Mesmo com certa saturação, o público continua comprando. Existe um desejo de pertencimento: ter um lip oil parecido com o da Hailey, mas numa versão nacional, mais acessível.
“Na sociedade de consumo, as pessoas se tornam simultaneamente caçadores e presas. Os produtos deixam de ser apenas objetos de uso e passam a ser veículos de construção da identidade, distinção e pertencimento.”
— Zygmunt Bauman, Vida para Consumo
Quem é esse público?
Jovens — majoritariamente mulheres — de 14 a 30 anos, muito conectadas nas redes sociais. Valorizam estética, lifestyle, autocuidado e buscam marcas que conversem com seus valores, como cruelty-free, veganas, ou de produção consciente.
Por que vende tanto?
Porque ativa vários gatilhos:
Visual: brilho, transparência, cor e textura.
Sensorial: cheiro de mel, chocolate, baunilha, café.
Pertencimento: “se todo mundo tem, eu também quero”.
Autoafirmação estética: “sou alguém que se cuida, que tem bom gosto e estética apurada”.

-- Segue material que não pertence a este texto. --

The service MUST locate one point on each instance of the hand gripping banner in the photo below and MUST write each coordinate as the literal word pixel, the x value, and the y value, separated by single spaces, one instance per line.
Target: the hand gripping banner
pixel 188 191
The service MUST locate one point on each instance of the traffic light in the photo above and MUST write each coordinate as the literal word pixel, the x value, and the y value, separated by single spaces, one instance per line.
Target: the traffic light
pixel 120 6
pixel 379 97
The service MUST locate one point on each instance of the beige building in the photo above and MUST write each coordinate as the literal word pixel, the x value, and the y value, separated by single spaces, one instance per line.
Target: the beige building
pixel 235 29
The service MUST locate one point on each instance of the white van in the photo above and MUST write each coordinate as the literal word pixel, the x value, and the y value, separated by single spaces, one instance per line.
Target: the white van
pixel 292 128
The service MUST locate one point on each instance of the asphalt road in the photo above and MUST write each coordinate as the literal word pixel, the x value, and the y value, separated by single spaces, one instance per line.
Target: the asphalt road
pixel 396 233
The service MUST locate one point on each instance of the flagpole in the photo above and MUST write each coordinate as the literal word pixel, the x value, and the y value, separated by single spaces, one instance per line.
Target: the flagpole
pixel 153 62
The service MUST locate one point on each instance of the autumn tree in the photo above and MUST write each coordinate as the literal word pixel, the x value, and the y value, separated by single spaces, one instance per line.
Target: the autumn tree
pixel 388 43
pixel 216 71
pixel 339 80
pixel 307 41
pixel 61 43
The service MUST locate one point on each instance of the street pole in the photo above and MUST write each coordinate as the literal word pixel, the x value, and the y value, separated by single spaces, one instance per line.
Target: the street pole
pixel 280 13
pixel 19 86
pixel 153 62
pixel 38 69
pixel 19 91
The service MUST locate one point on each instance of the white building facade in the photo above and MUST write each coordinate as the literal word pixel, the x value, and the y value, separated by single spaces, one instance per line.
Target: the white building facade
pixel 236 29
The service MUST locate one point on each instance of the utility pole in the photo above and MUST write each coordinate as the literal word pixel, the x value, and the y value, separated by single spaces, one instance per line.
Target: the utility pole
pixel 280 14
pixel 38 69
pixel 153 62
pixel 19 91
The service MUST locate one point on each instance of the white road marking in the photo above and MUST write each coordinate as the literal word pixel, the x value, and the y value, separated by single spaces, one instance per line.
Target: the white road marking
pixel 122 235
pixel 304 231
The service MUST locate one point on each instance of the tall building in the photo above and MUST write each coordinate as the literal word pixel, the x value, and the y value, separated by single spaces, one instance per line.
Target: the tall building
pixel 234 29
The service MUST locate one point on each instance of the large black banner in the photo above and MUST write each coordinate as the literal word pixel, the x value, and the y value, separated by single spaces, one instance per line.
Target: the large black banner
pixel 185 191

O feed virou uma vitrine de lifestyle. Consumir se mistura com performar autocuidado, beleza e bem-estar — mesmo que, na prática, muitas vezes, seja só para o feed.
No Brasil, o mercado de cuidados labiais faturou cerca de US$ 77,9 milhões em 2024, com previsão de atingir US$ 109 milhões até 2030, com um crescimento médio de 5,8% ao ano.

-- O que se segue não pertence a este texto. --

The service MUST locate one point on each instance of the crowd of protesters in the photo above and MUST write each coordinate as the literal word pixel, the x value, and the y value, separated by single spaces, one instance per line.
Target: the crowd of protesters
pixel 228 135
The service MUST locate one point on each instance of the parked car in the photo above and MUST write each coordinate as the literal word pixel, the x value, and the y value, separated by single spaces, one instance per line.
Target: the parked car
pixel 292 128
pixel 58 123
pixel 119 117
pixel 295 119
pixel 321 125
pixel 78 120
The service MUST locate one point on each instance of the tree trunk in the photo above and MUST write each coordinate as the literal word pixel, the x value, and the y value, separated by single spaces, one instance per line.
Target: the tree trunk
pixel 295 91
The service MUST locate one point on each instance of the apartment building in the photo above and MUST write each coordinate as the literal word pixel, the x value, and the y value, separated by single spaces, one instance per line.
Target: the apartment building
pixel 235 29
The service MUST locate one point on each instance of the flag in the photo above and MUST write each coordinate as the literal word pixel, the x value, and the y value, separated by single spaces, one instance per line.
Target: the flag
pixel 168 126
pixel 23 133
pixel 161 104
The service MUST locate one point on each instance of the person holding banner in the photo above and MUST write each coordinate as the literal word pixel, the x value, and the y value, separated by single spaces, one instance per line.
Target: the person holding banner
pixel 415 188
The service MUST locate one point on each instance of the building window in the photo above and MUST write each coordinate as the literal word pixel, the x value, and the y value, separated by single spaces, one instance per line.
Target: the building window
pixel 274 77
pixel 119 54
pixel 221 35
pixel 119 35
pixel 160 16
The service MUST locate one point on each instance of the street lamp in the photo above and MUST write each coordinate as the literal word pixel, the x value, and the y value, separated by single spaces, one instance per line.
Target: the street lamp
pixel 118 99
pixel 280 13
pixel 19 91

“Consumimos não objetos, mas os significados que eles carregam. O consumo é hoje um sistema de signos, em que os objetos funcionam como elementos de diferenciação social.”
— Jean Baudrillard, A Sociedade de Consumo
A beleza está virando comida?
Mais do que maquiagem, estamos comprando uma estética sensorial. Uma experiência que ativa desejo, conforto e pertencimento.
Mas no fim das contas, fica a pergunta:
Você quer mesmo um lip oil... ou quer o gostinho de fazer parte?